The Cubs also get right-hander Zack Cates. He's a raw but very intriguing conversion guy with limited experience on the mound, but can show two plus pitches in a fastball up to 96 MPH (sitting 92-93) and a plus changeup that is a 70 on its best nights. His delivery is a little rough in back but he gets great extension out front with good downhill plane to keep the ball in the park, especially against right-handed batters. He's still in search of an average breaking ball, and his command and control are what you'd expect for a raw pitcher without a lot of innings behind him. He's a great lottery ticket for the Cubs here with the upside of a mid-rotation starter if he finds a breaking ball and a plus reliever if he doesn't.

Andrew Cashner profiles as a shutdown reliever, at least in the short term, with the potential to put up some of the best relief numbers in the game in a full year in Petco. When healthy, he can show you three above-average or plus pitches, including a 96-100 MPH fastball in the Arizona Fall League this year, as well as a hard upper-80s slider and an above-average changeup that has improved substantially over the last two years. Whether he can start in the long term is an open question after a rotator cuff injury wiped out most of his 2011 season; he has the weapons to start, but even 100 innings in a swing role in 2012 would be aggressive for a guy who has little history of starting and recent shoulder trouble. The floor in relief is fairly high, as he could be the next Craig Kimbrel in that role, but the odds of him holding up as a starter are fairly small.
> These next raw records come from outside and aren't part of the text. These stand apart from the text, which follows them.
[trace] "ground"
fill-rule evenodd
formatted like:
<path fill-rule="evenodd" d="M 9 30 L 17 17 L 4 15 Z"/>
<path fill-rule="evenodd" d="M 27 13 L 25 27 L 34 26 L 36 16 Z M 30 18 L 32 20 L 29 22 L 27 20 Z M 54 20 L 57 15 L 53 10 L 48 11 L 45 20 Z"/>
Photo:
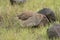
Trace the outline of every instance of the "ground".
<path fill-rule="evenodd" d="M 60 22 L 60 0 L 27 0 L 23 5 L 11 5 L 9 0 L 0 0 L 0 40 L 48 40 L 46 33 L 50 25 L 40 28 L 21 28 L 16 15 L 24 10 L 37 12 L 48 7 L 54 11 Z M 52 25 L 52 24 L 51 24 Z"/>

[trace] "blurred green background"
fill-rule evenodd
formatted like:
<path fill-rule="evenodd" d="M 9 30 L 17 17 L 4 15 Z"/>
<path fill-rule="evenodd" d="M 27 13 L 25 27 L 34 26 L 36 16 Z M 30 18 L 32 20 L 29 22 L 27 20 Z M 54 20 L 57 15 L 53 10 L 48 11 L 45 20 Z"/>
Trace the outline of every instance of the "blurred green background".
<path fill-rule="evenodd" d="M 0 40 L 49 40 L 46 30 L 50 25 L 40 28 L 21 28 L 16 14 L 24 10 L 37 12 L 43 8 L 54 11 L 57 23 L 60 22 L 60 0 L 26 0 L 23 5 L 11 5 L 10 0 L 0 0 Z M 56 39 L 58 40 L 58 39 Z"/>

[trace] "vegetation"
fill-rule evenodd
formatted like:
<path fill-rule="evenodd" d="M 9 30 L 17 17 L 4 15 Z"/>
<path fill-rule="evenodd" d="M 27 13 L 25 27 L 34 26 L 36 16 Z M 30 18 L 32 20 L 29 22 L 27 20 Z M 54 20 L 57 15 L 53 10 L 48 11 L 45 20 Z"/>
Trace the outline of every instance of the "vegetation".
<path fill-rule="evenodd" d="M 49 40 L 46 30 L 50 25 L 40 28 L 21 28 L 16 15 L 24 10 L 37 12 L 48 7 L 55 12 L 60 22 L 60 0 L 27 0 L 23 5 L 11 5 L 9 0 L 0 0 L 0 40 Z M 57 39 L 58 40 L 58 39 Z"/>

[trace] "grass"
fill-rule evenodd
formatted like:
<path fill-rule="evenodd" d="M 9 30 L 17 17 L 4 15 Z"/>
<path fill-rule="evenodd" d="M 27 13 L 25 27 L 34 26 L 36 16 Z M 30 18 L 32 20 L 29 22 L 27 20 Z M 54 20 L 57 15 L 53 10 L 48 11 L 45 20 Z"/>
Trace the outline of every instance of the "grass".
<path fill-rule="evenodd" d="M 46 30 L 40 28 L 21 28 L 16 14 L 24 10 L 37 12 L 48 7 L 55 12 L 57 23 L 60 22 L 60 0 L 27 0 L 24 5 L 11 5 L 9 0 L 0 0 L 0 40 L 49 40 Z M 58 40 L 58 39 L 57 39 Z"/>

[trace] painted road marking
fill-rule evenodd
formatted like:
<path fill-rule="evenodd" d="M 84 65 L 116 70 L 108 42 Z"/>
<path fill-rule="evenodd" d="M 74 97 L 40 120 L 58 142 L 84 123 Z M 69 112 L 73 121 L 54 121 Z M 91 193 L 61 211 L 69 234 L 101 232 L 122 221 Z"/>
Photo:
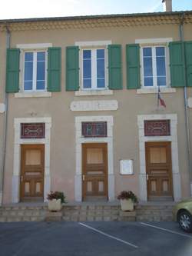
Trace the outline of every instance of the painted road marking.
<path fill-rule="evenodd" d="M 114 237 L 113 235 L 111 235 L 111 234 L 107 234 L 107 233 L 102 232 L 102 231 L 101 231 L 98 230 L 98 229 L 96 229 L 96 228 L 92 228 L 92 227 L 91 227 L 91 226 L 86 225 L 85 224 L 83 224 L 83 223 L 81 223 L 81 222 L 79 222 L 78 224 L 81 224 L 81 226 L 84 226 L 84 227 L 85 227 L 85 228 L 89 228 L 89 229 L 91 229 L 91 230 L 93 230 L 93 231 L 95 231 L 95 232 L 98 232 L 98 233 L 99 233 L 99 234 L 103 234 L 103 235 L 105 235 L 105 236 L 108 237 L 108 238 L 112 238 L 112 239 L 117 240 L 117 241 L 120 241 L 120 242 L 121 242 L 121 243 L 123 243 L 123 244 L 125 244 L 129 245 L 129 246 L 132 246 L 132 247 L 134 247 L 134 248 L 137 248 L 137 249 L 138 248 L 138 246 L 137 246 L 137 245 L 135 245 L 135 244 L 131 244 L 131 243 L 129 243 L 129 242 L 127 242 L 127 241 L 124 241 L 124 240 L 120 239 L 120 238 L 118 238 Z"/>
<path fill-rule="evenodd" d="M 160 228 L 160 227 L 158 227 L 158 226 L 151 225 L 151 224 L 150 224 L 144 223 L 144 222 L 140 222 L 140 223 L 141 223 L 142 225 L 145 225 L 145 226 L 147 226 L 147 227 L 151 227 L 151 228 L 157 228 L 157 229 L 162 230 L 162 231 L 167 231 L 167 232 L 172 233 L 172 234 L 179 234 L 179 235 L 181 235 L 181 236 L 183 236 L 183 237 L 186 237 L 186 238 L 188 238 L 192 239 L 192 236 L 190 236 L 190 235 L 189 235 L 189 234 L 183 234 L 183 233 L 180 233 L 180 232 L 173 231 L 172 230 L 170 230 L 170 229 Z"/>

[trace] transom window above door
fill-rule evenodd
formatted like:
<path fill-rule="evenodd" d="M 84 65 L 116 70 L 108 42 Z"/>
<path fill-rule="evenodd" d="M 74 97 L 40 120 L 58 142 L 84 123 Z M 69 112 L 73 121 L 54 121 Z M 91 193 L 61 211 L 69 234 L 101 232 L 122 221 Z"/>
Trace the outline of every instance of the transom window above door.
<path fill-rule="evenodd" d="M 106 88 L 105 48 L 82 50 L 82 89 Z"/>
<path fill-rule="evenodd" d="M 167 86 L 167 48 L 144 46 L 141 48 L 141 59 L 143 86 L 148 88 Z"/>
<path fill-rule="evenodd" d="M 24 52 L 24 91 L 45 91 L 46 65 L 45 51 Z"/>

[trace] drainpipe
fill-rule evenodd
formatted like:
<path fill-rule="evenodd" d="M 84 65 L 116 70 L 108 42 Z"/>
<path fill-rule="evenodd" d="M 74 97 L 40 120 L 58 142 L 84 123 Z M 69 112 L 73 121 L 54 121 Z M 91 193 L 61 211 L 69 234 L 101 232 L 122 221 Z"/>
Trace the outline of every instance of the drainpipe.
<path fill-rule="evenodd" d="M 181 20 L 180 23 L 180 39 L 183 42 L 182 44 L 182 49 L 183 49 L 183 56 L 184 58 L 184 79 L 185 79 L 185 85 L 184 85 L 184 110 L 185 110 L 185 127 L 186 127 L 186 133 L 187 133 L 187 158 L 188 158 L 188 168 L 190 173 L 190 194 L 192 195 L 192 163 L 191 163 L 191 151 L 190 151 L 190 125 L 189 125 L 189 114 L 188 114 L 188 107 L 187 107 L 187 65 L 186 65 L 186 58 L 184 54 L 184 16 L 185 13 L 183 12 L 181 16 Z"/>
<path fill-rule="evenodd" d="M 8 29 L 7 24 L 5 24 L 6 28 L 6 48 L 10 48 L 11 45 L 11 32 Z M 4 128 L 3 128 L 3 147 L 2 147 L 2 162 L 1 166 L 2 178 L 0 180 L 0 193 L 2 197 L 0 198 L 0 205 L 2 204 L 2 197 L 3 197 L 3 187 L 4 187 L 4 176 L 5 176 L 5 157 L 6 157 L 6 144 L 7 144 L 7 129 L 8 129 L 8 93 L 5 91 L 5 118 L 4 118 Z"/>

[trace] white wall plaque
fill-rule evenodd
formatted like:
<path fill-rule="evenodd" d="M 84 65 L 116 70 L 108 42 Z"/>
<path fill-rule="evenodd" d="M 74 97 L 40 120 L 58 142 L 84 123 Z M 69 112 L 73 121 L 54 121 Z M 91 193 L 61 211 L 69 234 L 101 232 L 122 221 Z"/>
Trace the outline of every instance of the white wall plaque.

Kyung-Min Na is a plus defender in center in both glove and arm with 70 speed, so he's more than just a throw-in, but questions about his bat range from lack of overall strength to mechanical issues (like a high leg kick) that interfere with timing. He's also had some trouble turning that speed into value on the bases, but at age 20 Na has plenty of time to develop his feel for the game. He's also a lottery ticket, but without Cates' upside, so the deal really boils down to a good everyday player (Rizzo) for a high-ceiling reliever (Cashner), which favors the Cubs overall.

post #4336 of 77278
As a cub fans, i like what Theo is doing. building from the ground up. Jim Hendry seems like he was doing the opposite. Also i hope the Castro assault charge is not a big issue. We def need this guy.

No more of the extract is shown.